10. Edit the plugin configuration
Edit the gocr_path and pnmtools_path at the top of the ocrtext.cf file, setting these paths to the appropriate values for your installation:
## This points to your gocr binary not just the path. Try 'which gocr'. gocr_path /usr/local/bin/gocr ## This is JUST the path to your pnm binarys ( i.e. pngtopnm, giftopnm, jpegtopnm ) pnmtools_path /usr/bin
11. Test the installation
Now you can verify that you've got all the paths set properly and that you have all of the necessary pieces in place. As your amavis/maia user, run:
spamassassin -D --lint
If everything is working properly, this shouldn't produce any errors, and in particular you should see something like:
... dbg: plugin: loading ocrtext from /etc/mail/spamassassin/ocrtext.pm dbg: plugin: registered ocrtext=HASH(0x9d72bf8) dbg: plugin: loading Mail::SpamAssassin::Timeout from @INC dbg: plugin: registered Mail::SpamAssassin::Timeout=HASH(0x9466430) ...

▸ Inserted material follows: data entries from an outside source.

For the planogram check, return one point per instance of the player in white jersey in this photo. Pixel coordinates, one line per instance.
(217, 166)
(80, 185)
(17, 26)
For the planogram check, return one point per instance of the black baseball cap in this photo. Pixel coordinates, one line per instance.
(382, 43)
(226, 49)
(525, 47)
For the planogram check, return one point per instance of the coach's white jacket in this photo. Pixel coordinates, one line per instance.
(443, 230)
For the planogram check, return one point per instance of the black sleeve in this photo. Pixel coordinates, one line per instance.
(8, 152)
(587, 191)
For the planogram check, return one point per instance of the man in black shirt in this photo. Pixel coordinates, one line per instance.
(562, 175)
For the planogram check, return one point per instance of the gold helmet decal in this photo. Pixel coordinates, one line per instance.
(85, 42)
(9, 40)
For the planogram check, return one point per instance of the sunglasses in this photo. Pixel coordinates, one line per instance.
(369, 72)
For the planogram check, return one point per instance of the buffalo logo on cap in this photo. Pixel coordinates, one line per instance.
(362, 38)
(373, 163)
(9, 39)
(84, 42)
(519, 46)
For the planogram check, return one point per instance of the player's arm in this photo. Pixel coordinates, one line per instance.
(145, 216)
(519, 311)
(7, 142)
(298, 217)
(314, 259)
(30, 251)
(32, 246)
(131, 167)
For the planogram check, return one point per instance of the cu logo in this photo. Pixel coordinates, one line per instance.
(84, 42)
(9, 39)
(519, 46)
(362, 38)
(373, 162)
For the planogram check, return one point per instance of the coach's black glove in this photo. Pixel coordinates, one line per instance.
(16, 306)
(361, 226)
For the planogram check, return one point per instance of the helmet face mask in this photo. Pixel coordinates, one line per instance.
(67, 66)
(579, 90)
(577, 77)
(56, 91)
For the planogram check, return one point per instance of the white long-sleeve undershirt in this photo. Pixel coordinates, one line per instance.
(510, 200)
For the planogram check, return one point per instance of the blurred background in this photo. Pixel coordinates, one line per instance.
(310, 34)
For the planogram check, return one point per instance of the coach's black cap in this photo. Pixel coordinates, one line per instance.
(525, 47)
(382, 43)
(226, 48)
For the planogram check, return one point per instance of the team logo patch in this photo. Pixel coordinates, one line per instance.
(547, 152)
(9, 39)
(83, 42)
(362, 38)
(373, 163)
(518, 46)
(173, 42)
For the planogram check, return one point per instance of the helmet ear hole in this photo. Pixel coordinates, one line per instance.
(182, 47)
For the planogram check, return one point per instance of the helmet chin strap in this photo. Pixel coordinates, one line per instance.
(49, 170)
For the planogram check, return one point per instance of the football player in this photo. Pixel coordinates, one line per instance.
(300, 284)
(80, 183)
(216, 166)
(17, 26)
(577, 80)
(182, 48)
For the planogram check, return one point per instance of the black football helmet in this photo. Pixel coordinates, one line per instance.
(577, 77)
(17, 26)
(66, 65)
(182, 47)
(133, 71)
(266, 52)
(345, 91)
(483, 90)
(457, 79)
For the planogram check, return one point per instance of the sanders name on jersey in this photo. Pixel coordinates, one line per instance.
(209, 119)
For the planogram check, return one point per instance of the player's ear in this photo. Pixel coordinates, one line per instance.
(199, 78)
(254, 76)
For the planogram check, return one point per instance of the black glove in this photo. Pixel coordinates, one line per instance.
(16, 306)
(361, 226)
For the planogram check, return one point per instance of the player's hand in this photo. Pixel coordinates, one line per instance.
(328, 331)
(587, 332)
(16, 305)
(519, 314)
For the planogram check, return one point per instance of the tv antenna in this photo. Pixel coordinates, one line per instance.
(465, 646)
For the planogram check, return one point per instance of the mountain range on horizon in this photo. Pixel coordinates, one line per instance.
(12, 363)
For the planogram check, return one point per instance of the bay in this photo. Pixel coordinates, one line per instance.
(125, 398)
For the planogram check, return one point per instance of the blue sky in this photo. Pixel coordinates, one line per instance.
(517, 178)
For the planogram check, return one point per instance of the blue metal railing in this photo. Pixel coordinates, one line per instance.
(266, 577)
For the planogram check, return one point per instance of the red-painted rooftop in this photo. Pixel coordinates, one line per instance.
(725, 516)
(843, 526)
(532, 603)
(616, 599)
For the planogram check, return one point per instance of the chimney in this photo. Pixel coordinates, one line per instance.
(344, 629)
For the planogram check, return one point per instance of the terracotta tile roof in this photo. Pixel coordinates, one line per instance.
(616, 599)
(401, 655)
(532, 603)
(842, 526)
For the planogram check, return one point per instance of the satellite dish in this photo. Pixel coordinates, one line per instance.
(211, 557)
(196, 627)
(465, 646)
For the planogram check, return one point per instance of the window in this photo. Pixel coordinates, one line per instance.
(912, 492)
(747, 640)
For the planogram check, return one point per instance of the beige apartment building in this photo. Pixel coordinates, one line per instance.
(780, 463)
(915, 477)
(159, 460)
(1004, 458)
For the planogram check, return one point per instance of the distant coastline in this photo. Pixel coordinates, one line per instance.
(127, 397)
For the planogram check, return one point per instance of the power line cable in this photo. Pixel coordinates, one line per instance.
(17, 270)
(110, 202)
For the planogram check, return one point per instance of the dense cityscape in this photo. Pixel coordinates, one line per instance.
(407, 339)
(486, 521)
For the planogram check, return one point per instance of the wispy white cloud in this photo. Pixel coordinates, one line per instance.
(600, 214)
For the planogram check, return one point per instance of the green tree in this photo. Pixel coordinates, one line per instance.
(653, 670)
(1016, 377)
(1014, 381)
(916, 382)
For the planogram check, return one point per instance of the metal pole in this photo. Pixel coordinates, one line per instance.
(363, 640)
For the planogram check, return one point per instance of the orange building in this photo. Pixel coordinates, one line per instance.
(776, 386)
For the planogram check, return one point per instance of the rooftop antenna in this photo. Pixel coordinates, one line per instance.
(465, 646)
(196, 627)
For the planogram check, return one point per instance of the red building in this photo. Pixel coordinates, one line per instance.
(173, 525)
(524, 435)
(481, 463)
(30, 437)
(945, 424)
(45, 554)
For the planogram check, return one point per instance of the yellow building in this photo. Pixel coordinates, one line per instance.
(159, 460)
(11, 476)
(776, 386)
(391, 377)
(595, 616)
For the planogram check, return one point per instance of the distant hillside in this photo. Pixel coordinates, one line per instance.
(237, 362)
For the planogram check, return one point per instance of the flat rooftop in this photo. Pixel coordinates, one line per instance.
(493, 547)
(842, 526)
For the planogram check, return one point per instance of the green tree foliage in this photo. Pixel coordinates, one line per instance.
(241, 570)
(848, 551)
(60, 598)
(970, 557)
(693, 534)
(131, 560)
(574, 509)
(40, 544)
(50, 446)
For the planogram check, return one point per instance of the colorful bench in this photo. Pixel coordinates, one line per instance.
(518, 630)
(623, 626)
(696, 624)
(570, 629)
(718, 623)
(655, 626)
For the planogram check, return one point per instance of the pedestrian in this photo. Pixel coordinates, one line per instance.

12. Tell Maia about the new rules
If everything is working properly, you'll want to run the load-sa-rules script to make sure that Maia discovers the new rules you just added (in the ocrtext.cf file). There should be 26 of them:
SPAMPIC_FORGED_CT Forged content-type in mime header SUSPECT_GIF Suspect gif image found SUSPECT_JPG Suspect jpeg image found SUSPECT_PNG Suspect png image found SPAMPIC_UNKNOWN_GIF Failed to read gif image header SPAMPIC_UNKNOWN_JPG Failed to read jpeg image header SPAMPIC_UNKNOWN_PNG Failed to read png image header NONSTD_GIF Non standard gif image header NONSTD_JPG Non standard jpeg image header NONSTD_PNG Non standard png image header SPAMPIC_BROKEN_GIF Contains damaged gif image SPAMPIC_BROKEN_JPG Contains damaged jpeg image SPAMPIC_BROKEN_PNG Contains damaged png image SPAMPIC_ALPHA_1 Image contains many alphanumeric chars SPAMPIC_ALPHA_2 Image contains many alphanumeric chars SPAMPIC_ALPHA_3 Image contains many alphanumeric chars SPAMPIC_MULTI_1 Contains inline pics (2) SPAMPIC_MULTI_2 Contains inline pics (3) SPAMPIC_MULTI_3 Contains inline pics (4) SPAMPIC_MULTI_4 Contains inline pics (5) SPAMPIC_MULTI_5 Contains inline pics (6) SPAMPIC_MULTI_6 Contains inline pics (7+) SPAMPIC_WORDS_1 Contains inline spam picture (1) SPAMPIC_WORDS_2 Contains inline spam picture (2) SPAMPIC_WORDS_3 Contains inline spam picture (3) SPAMPIC_WORDS_4 Contains inline spam picture (4+)
13. Restart amavisd-maia
Now you can restart amavisd-maia and start looking for these rules in your log files, and in Maia's mail viewer, once you begin receiving mail items that contain images with text in them. The processing time on such items will be a few seconds longer than usual, but mail items without images in them won't be affected, since the OCR-Text plugin won't be called in those cases.